Delahim suggested other “reforms” and “initiatives” in connection with merger reviews:

  1. Demonstrating Leadership in Parallel Investigations. Where possible, the Division will seek to coordinate with foreign enforcers in parallel investigations. In addition, when the parties are facing a parallel investigation, they should consider aligning their time periods with other jurisdictions, if possible.
  2. Withdrawing the 2011 Remedies Guide. The Division is currently reviewing its practices regarding remedies, with, like the other changes, the goal of expediting the process. Significantly, Delrahim announced the withdrawal of the 2011 Policy Guide to Merger Remedies. Until the updated Policy Guide is implemented, the 2004 Policy Guide will be in effect.
  3. Release of Merger Review Statistics. In order to assess whether these changes are effective, the Division will release the average duration of second request investigations and the average length of time from the opening of a preliminary investigation to the early termination or closing of the investigation, including investigations that did not result in a second request.

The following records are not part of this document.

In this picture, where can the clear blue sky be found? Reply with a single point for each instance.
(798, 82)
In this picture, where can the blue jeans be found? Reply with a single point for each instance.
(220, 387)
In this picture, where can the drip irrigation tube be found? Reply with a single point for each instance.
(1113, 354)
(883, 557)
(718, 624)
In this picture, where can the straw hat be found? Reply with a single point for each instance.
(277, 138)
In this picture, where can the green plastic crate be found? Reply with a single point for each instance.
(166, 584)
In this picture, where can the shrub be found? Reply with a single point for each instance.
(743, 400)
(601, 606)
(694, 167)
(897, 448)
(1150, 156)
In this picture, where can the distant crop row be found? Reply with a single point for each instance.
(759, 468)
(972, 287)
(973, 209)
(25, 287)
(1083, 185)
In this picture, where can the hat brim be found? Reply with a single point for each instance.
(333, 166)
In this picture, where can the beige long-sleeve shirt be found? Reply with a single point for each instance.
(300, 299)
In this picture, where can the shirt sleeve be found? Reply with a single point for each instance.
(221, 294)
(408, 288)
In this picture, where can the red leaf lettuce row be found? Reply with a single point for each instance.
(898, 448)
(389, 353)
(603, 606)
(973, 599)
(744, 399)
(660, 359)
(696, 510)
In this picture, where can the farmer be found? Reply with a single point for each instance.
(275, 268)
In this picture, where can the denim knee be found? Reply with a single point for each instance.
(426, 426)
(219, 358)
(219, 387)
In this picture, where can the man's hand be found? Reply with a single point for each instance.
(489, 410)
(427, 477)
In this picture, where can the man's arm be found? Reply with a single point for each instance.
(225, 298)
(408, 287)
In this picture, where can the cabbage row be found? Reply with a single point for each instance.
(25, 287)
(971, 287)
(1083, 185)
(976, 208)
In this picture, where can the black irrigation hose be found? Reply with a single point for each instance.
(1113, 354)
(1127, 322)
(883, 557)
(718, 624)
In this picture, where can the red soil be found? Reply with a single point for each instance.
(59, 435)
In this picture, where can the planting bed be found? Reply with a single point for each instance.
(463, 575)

These changes are no panacea. Substantive merger reviews at the DOJ will remain lengthy, intrusive, and expensive. The Division expects more documents, data, and other information more quickly as well as greater involvement of the merging parties’ key personnel. The six month shot clock is aspirational — the Federal Communications Commission several years ago imposed upon itself a similar shot clock for its merger reviews of transactions also under its jurisdiction, but has often found reasons to pause the shot clock over completeness issues. Although incremental, the changes are all in the right direction and should be welcomed. It can be expected that the Federal Trade Commission will update its merger review process as well.